Быть может, из всех моих переводчиков Кребер яснее всего ставил перед собою проблему «одомашнивания» – или, если учесть, что он является достойным потомком Лютера, проблему «онемечивания»[145]. Проблема, которую он часто ставил перед собою, касалась не только синтаксических различий между двумя языками, но и того факта, что некоторые итальянские выражения, используемые до сих пор, кажутся немецкому читателю слишком архаизирующими: «Когда буквально переводят с итальянского на немецкий, зачастую получается слишком торжественно или altmodisch[146]*, поскольку в итальянском то и дело используются конструкции причастные или герундивные – или даже с абсолютным аблативом, – которые в современном немецком кажутся конструкциями устаревшими, почти латинскими». Но в случае «Имени розы» как раз этот тон старинной средневековой хроники нужно было сохранить, и Кребер думал о стиле Томаса Манна в «Иосифе и его братьях». Но Адсон, как предполагалось, писал не только как человек Средневековья: к тому же он был немцем, и если в итальянском этого можно и не почувствовать, то для Кребера это, напротив, стало той особенностью, которую необходимо всячески подчеркивать. Поэтому Кребер поставил перед собой задачу «воссоздать эту маску на немецкий лад», и как раз для того, чтобы переводить «верно», он вынужден был время от времени вставлять в текст типично немецкие элементы. «Например, в диалогах не писать всегда “сказал я” или “сказал он”, но использовать всю достопочтенную гамму немецких turn ancillaries[147]* – как, например, versetze ich (“отвечаю я”), erwidert er (“возражает он”), gab er zu bedenken (“обратил он внимание собеседника”) и т. д., поскольку именно так поступал традиционный немецкий повествователь».
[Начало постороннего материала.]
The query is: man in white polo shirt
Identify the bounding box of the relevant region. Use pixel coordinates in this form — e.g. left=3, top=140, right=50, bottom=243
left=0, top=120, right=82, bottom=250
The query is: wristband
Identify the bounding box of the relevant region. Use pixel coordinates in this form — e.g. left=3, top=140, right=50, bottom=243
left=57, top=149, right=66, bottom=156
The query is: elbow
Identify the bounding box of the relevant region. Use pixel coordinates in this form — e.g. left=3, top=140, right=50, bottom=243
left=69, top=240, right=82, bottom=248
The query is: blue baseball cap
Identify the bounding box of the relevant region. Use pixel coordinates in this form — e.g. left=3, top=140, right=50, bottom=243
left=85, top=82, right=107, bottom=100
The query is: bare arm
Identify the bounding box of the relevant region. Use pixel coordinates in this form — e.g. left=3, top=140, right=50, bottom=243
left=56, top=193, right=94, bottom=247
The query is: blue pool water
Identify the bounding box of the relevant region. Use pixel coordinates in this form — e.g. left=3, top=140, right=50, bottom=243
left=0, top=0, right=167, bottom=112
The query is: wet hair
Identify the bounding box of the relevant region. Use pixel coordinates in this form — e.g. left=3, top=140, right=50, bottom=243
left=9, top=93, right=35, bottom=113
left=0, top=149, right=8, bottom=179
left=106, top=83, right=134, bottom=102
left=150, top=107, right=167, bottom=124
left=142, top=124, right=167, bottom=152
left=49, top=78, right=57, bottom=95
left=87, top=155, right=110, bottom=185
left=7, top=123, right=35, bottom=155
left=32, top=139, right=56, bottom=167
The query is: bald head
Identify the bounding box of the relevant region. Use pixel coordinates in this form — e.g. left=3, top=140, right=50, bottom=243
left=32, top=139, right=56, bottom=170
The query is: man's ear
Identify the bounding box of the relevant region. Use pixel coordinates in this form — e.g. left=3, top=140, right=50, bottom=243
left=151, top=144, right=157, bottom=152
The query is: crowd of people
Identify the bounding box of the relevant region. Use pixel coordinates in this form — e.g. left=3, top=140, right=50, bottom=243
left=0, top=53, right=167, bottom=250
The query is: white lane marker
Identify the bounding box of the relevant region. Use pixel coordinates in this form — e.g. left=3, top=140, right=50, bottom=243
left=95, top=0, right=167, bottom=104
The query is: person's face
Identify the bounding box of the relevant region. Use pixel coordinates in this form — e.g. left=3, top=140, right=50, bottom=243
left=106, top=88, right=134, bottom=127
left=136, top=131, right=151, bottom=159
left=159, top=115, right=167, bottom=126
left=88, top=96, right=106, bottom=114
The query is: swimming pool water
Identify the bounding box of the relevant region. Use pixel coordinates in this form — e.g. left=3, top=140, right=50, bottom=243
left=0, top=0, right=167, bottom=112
Как отмечает Кребер, вполне очевидно, что, когда начинаешь добавлять что-либо в оригинальный текст, всегда есть опасность переборщить. Так, переводя эпизод сна Адсона (о котором я говорил в главе 5), Кребер уловил не только цитаты из «Киприановой вечери» и отсылки к различным эпизодам из истории культуры и литературы, но даже (по его словам) мои личные литературные воспоминания. Поэтому, чтобы играть в эту игру по навязанным мною правилам, он решился вставить и кое-что свое: например, смутную реминисценцию из романа Томаса Манна «Иосиф и его братья» или еще более смутную цитату из Брехта. Если учесть, что (пусть и не в этой главе, так в другой) я вложил в уста Вильгельма цитату из Витгенштейна{97}, должным образом переведя ее на средневерхненемецкий, тогда я не вижу никаких причин, по которым нельзя было бы включить в число различных намеков, обращенных к осведомленному читателю, также игру с Брехтом. Рассказывая об этом своем опыте, Кребер, кажется, извиняется за эту свою «belle infidèle» («неверную красотку»){98}, но в свете всего сказанного выше о необходимости воспроизводить воздействие, которое должен был оказать текст, выходя при этом за пределы буквализма, я полагаю, что Кребер придерживался далеко не поверхностной концепции верности.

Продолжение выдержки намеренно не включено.